Hi, after a long absence from Livejournal I come back, and my first new post is here because this article is worth debating...
Getting Off on Facebook
by Amanda Marcotte
Are guys using Facebook as G-rated smut? Amanda Marcotte on men who ogle pictures of their female "friends" on the social networking site.
For reasons of bet-settling, I recently found myself on a bender of asking male friends a simple question: How many straight men do they believe look at porn on a regular basis? Most of the answers fell right into the 99-to-100 percent zone, but one friend startled me by saying, “At least 60 percent,” a number I found to be a tad low.
He quickly clarified his position by noting that it would be 100 percent if many men, at least some of the time, weren’t logging onto Facebook instead of seeking out a porn site.
But my friend told me guys aren’t looking for dirty pictures on Facebook, they’re looking at ordinary pictures of women, the kind that you and I associate with Facebook. Women partying with friends. Women goofing off in the park. Women sitting at home trying on a pose that’s serious and deep. At worst, they’re looking at women in Facebook-approved sexy poses, or pictures from the beach.
“I think the theory is that the women on Facebook are, if nothing else, real,” he explained, “and often people that you might have a real-life attraction to.”
Statistically speaking, many men do appear to be using Facebook to look at women. Seventy percent of activity on social networking sites is people looking at pictures. Two thirds of pictures looked at are of women, and the single most common activity on Facebook is men looking at pictures of women. Facebook did not return a call querying about men using the social networking site to jump-start their fantasizing.
The researcher Mikolaj Jan Piskorski, who discovered all this, suggested men in relationships might be weighing their options. But another explanation is that they're just fantasizing about an acquaintance.
“Most [women I look at on Facebook] I have some history of at least fooling around with, but never going all the way,” one man told me.
Another man, age 41, saw it in a slightly different light. He noted that he would love to stare at sexy women on the street, especially if they’re showing a lot of cleavage, but that he refrains out of respect. “But on Facebook,” he says, “you can stare as long as you want to-nobody's going to get mad because it's not them, it's just a picture.”
He adds, noting that his interest goes beyond the platonic: "I can print out, bookmark and/or download the images I see on Facebook to look at again and again and again.”
It’s the G-rated version of another trend that’s already causing those who make money off porn to sweat: the explosion of amateur porn sites on which people post videos of themselves in sexual situations for the sheer thrill of it. FoxyTube, YouPorn, and XTube are filled with such videos; the idea that the women in them are “real” draws tons of traffic. As one man told me, “Everyone involved is having a genuine sexual experience, and what's hotter than that?”
Sex educator Heather Corinna, founder of the popular website Scarleteen, pointed out that none of this should be surprising. "I'd say that's pretty common behavior that happens inside people's heads all the time.
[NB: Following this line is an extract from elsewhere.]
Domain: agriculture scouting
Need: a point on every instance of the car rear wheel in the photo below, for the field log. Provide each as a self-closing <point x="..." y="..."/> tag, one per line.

It’s just that not everyone always has digital imagery to utilize as part and parcel of that."
On one hand, it’s hard not to feel optimistic if so many men are having fantasies about “real” women. Many straight women are plagued by the fear that the endless supply of photographed sex objects offered to men as fantasy fodder means guys are losing their taste for boring, everyday women with imperfect human bodies. In The Washington Post, Pamela Paul suggested that the stream of porn men expose themselves to may ruin them for sex with their own wives and girlfriends. She worried that real sex might be a letdown after countless hours of looking at porn.
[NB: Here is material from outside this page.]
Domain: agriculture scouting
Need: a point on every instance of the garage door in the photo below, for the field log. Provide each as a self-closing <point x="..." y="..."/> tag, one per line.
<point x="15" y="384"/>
The men I talked to, though, said they felt increasingly dissatisfied with porn. One man, age 29, said, “Porn seems impersonal and gross,” while looking at pictures of women on Facebook feels “semi-enlightened, in a way.”
On the other hand, there’s an undeniable ick factor to the idea of men getting off to pictures you posted for your friends to platonically peruse. No one wants to think of their male friends (or worse, their coworkers or bosses) projecting them into sex fantasies.
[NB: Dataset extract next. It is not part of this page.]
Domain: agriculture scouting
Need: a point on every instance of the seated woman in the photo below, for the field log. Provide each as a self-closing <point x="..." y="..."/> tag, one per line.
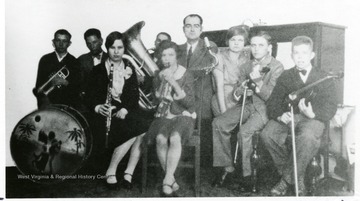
<point x="227" y="72"/>
<point x="175" y="114"/>
<point x="121" y="102"/>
Complicating matters, Facebook is rife with pictures of very young women experimenting with ribaldry, probably unaware of how those pictures might be read by men.
But outside of concerns about older men ogling pictures of underage women, it seems that women with Facebook profiles would do well to believe that what we don’t know about our male friends’ Facebook habits won’t kill us. Still, you could be forgiven for combing over your Facebook pictures to delete any that might seem a little provocative.
Amanda Marcotte is a Brooklyn-based writer who blogs regularly at Pandagon, RH Reality Check and Double X. Her newest book is titled Get Opinionated: A Progressive's Guide to Finding Your Voice (and Taking a Little Action).